Update: Michigan: Partisan #COVID19 vaccination divide continues to grow
A week ago I noted that my year-long tracking of COVID-19 cases and deaths along partisan lines has proven to be very much justified, as recent headlines in major news outs have proven:
Nearly half of Republicans say they don’t want a Covid vaccine, a big public health challenge.
But more than two in five Republicans said they would avoid getting vaccinated if possible, suggesting that President Biden has not succeeded in his effort to depoliticize the vaccines — and leaving open the question of whether the country will be able to achieve herd immunity without a stronger push from Republican leaders to bring their voters on board.
‘I’m still a zero’: Vaccine-resistant Republicans warn that their skepticism is worsening
...Although more than half of U.S. adults have received at least one dose of coronavirus vaccine, more than 40 percent of Republicans have consistently told pollsters they’re not planning to be vaccinated — a group that could threaten efforts to tamp down the virus’s spread, public health officials fear.
Least Vaccinated U.S. Counties Have Something in Common: Trump Voters
...The disparity in vaccination rates has so far mainly broken down along political lines. The New York Times examined survey and vaccine administration data for nearly every U.S. county and found that both willingness to receive a vaccine and actual vaccination rates to date were lower, on average, in counties where a majority of residents voted to re-elect former President Donald J. Trump in 2020. The phenomenon has left some places with a shortage of supply and others with a glut.
As I stated, I've decided to drill down more closely into my own home state of Michigan, noting that...
...On the vaccine front, meanwhile...yep, as of today, Michigan's handful of large Blue counties (the 12 counties which voted for Biden last fall have 55% of the population) have vaccinated 36.2% of their residents, while the other 71 Trump-voting counties have only vaccinated 32.9% of theirs.

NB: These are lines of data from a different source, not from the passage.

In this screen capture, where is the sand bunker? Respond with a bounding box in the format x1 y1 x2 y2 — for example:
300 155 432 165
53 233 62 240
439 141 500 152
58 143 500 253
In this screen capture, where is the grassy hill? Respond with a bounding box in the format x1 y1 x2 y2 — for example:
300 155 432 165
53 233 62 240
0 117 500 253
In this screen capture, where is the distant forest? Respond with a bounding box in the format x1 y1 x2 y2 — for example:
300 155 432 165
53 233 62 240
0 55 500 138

(I should note that I'm counting the entire population of each county, not just those 16 & older, and I'm defining "% vaccinated" as the total number of doses divided by 2, then divided by the total population, since both Pfizer & Moderna require 2 shots apiece, and the single-shot Johnson & Johnson vaccine only makes up a tiny portion of the whole).
While this may not seem like much (3.3 percentage points), but that means vaccinations are running 10% higher in the Biden counties than the Trump counties. More significantly, the Red counties have 22% more senior citizens per capita. Seeing how those 65+ had something like a 3-month head start on the rest of us, all else being equal you'd expect Trump areas to be way ahead of Biden areas at this point...and yet they're 9% behind.
Here's what the gap looked like as of May 3rd:
Well, it's a week later, and Michigan's COVID-19 vaccination tracker has just been updated with data as of today, so I've plugged in the latest numbers and here's what it looks like as of May 10th:
Yikes. The ratio of cases per capita have stayed almost identical, but the mortality rate in the red counties continues to inch closer towards the blue counties...and more significantly, the vaccination gap between the blue and red counties has grown larger: From 3.3 points to 3.9 points in just one week.
Here's the scatter plot graph (again, I don't have the ability to size the dots by population, but believe me, the blue counties collectively have more people than the red counties):
UPDATE: As Jennifer Taub and Thomas Richardson have suggested, I've also run scatter plots for Michigan counties by average per capita income and by eduation (percent of population with at least an associates degree). Both also show similar trend lines (I'm not showing Oakland County on the income graph as it's a huge outlier which skews the graph pretty badly).
This becomes a bit of a chicken & egg, correlation/causation situation. As Taub points out, other important factors impacting vaccination rates include the ability to take time off of work, access to transportation, access to childcare to watch your kids while you get vaccinated and so forth. In other words, it's a combination of factors.
Of course there's also some connections between all three: In recent years, those with college degrees increasingly tend to vote Democratic, and it's obviously easier to afford higher education if you're higher income to begin with.
UPDATE 5/13/21: Welp. The gap has grown from 11.2% to 11.6% in just two days.